His lips curve upward as his hand journeys higher.

I glare at him. He smirks at me. We’re locked in a silent battle of wills, neither willing to bend, and neither willing to break. Until he reaches the apex of my thigh and shoves his hand between my legs.

I break, grabbing the blanket and flinging it over myself like I’m on fire and the damn blanket is salvation. It might be because he’s already shoving his hand into my pants, tugging my panties aside. And greedy, greedy little me doesn’t stop him. I spread my legs, making it easier. Giving him room.

He keeps his eyes locked on my face as his thumb grinds against my clit in torturously slow passes.

“I like watching you unravel for me,” he says, voice pitched low. Gritty. “I like how you whimper and squirm while I wreck you.”

“I hate you so much.”

He sinks a finger into me up to the knuckle. “Yeah? You sure about that, little bird? Because it feels a whole lot like you’re fucking dying for this just as much as I am.”

“Am…not…” I gasp. I lie. And God help me, I whimper and squirm, too. We’re surrounded by his teammates with my brother right beside him. And I shamelessly rock against his hand anyway, letting him fuck me with his fingers.

What is he doing to me?

“You’re so fucking beautiful when you need to come,” he murmurs, his eyes drifting across my face like he’s trying to commit the sight of me like this to memory. “Does it feel as good as it looks, baby?”

“Yes.” I can’t lie this time. Not when he’s looking at me like my answer is the most important thing in the world. Not when it feels this damn good.
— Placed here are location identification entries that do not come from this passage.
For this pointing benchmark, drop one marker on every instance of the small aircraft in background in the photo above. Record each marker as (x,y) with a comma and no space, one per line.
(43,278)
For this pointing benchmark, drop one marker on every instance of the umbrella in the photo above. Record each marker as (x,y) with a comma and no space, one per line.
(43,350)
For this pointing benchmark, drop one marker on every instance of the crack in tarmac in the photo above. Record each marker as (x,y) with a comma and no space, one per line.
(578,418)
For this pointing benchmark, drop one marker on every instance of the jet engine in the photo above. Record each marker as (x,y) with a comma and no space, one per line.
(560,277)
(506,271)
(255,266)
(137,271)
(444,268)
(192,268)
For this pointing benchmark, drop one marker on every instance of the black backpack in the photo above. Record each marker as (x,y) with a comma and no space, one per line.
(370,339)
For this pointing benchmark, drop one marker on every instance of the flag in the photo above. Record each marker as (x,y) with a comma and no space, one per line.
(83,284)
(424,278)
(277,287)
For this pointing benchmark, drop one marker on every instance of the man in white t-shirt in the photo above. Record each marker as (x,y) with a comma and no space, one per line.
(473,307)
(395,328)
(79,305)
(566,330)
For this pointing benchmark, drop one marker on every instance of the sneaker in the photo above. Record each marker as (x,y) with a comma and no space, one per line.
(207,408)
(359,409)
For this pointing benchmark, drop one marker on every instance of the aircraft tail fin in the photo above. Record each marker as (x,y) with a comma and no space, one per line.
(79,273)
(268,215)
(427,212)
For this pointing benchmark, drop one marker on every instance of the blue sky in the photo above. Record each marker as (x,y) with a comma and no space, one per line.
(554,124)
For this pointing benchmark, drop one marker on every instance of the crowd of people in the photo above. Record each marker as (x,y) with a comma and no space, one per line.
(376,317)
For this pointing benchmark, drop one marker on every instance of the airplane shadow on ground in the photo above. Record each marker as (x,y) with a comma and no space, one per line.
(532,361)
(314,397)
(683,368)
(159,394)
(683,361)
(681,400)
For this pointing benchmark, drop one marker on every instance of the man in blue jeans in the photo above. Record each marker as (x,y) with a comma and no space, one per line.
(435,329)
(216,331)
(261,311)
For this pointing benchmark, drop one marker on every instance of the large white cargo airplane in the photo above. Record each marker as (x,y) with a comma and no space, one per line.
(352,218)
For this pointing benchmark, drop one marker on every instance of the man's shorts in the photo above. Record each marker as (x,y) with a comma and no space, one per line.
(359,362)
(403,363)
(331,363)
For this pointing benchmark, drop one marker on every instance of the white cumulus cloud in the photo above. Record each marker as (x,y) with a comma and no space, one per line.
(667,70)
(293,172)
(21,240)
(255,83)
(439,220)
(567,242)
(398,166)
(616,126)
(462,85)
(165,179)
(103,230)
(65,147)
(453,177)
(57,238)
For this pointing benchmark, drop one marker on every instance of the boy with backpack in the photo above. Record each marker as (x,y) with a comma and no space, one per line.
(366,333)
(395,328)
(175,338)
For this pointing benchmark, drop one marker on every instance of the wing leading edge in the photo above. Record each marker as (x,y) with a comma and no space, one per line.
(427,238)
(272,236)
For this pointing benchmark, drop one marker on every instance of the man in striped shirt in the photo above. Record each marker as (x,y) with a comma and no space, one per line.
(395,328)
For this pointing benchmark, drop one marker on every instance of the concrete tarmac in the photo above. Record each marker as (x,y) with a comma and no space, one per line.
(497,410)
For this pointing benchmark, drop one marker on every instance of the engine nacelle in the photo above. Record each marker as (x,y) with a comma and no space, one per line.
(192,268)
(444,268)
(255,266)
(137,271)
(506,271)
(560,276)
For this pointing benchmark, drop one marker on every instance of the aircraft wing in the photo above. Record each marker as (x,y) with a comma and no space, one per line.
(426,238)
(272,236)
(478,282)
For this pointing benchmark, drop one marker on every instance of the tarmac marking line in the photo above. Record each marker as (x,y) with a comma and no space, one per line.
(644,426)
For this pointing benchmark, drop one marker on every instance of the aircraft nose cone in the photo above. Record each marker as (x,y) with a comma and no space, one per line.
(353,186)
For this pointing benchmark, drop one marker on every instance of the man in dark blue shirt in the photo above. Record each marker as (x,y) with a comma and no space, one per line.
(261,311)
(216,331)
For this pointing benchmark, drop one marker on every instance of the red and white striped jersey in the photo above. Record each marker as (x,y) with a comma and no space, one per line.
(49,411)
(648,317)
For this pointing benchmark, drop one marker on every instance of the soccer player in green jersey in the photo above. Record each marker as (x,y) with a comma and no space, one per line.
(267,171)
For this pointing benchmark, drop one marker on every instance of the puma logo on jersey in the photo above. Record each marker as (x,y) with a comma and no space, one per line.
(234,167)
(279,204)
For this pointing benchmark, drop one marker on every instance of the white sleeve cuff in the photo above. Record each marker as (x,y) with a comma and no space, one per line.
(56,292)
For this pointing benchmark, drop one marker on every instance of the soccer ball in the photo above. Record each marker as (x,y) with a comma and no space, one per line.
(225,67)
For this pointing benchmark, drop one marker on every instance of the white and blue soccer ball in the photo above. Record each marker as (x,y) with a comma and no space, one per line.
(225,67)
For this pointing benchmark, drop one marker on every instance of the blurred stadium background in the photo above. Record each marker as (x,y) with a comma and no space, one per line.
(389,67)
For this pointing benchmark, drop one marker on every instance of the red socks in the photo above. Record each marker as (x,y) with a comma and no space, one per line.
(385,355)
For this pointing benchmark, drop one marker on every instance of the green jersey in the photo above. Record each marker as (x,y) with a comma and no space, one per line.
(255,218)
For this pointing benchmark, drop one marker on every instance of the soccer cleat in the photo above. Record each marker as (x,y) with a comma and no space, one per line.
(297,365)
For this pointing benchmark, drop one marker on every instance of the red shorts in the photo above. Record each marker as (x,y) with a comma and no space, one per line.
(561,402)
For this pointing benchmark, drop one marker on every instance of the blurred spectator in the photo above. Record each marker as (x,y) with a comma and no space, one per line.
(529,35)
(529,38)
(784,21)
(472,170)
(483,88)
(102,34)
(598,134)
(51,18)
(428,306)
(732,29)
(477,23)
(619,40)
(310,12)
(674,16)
And not when I’m already on the verge of losing it and coming all over him.

He leans forward, tipping his head down. “Then be good and come all over my hand, wife,” he growls, his breath hot against my ear. “Let me spend the rest of this flight with your juices all over me and your sweet little whimpers ringing in my ears. That’s heaven, Wren. It’s fucking nirvana.”

Something about the way he speaks to me like he’s spilling truths he’s been dying to let loose, like he’s been dying for this, has me unraveling with his name whispering from my lips. And maybe that’s my truth. Maybe he’s my inevitability. With his lips against my skin and bliss pumping through my veins instead of blood, he certainly feels like it.

And in this moment, even with Micah sleeping beside us…that doesn’t scare me nearly as much as it probably should.

Not until Micah grunts, sitting upright.

Archer slowly slips his hand from between my thighs, his lips against my ear. “Beautiful,” he whispers before straightening my blanket as if that’s all he was doing.

I slam my eyes closed, trying to steady my breathing.

“She sleeping?” Micah asks, voice rough with sleep.

“Yeah.” Archer sits back in his seat. “She’s still hungover.”

“Bet she won’t want to party in Vegas again anytime soon.” Micah chuckles, and then I hear him shifting around. “I’m going to hit the head.”

I wait until I’m sure the coast is clear before opening my eyes. When I do, it’s to find Archer watching me. Our eyes lock, something unspoken passing between us. Something terrifyingly vast.

“Archer, I…”

He touches my cheek, cutting me off. “Get some rest, little bird. You didn’t get much last night.”

I hesitate, determined to say…something. But I don’t know what. So I nod instead, letting my eyes drift closed. And somehow, despite the anxiety still churning in my stomach, despite everything, I sleep.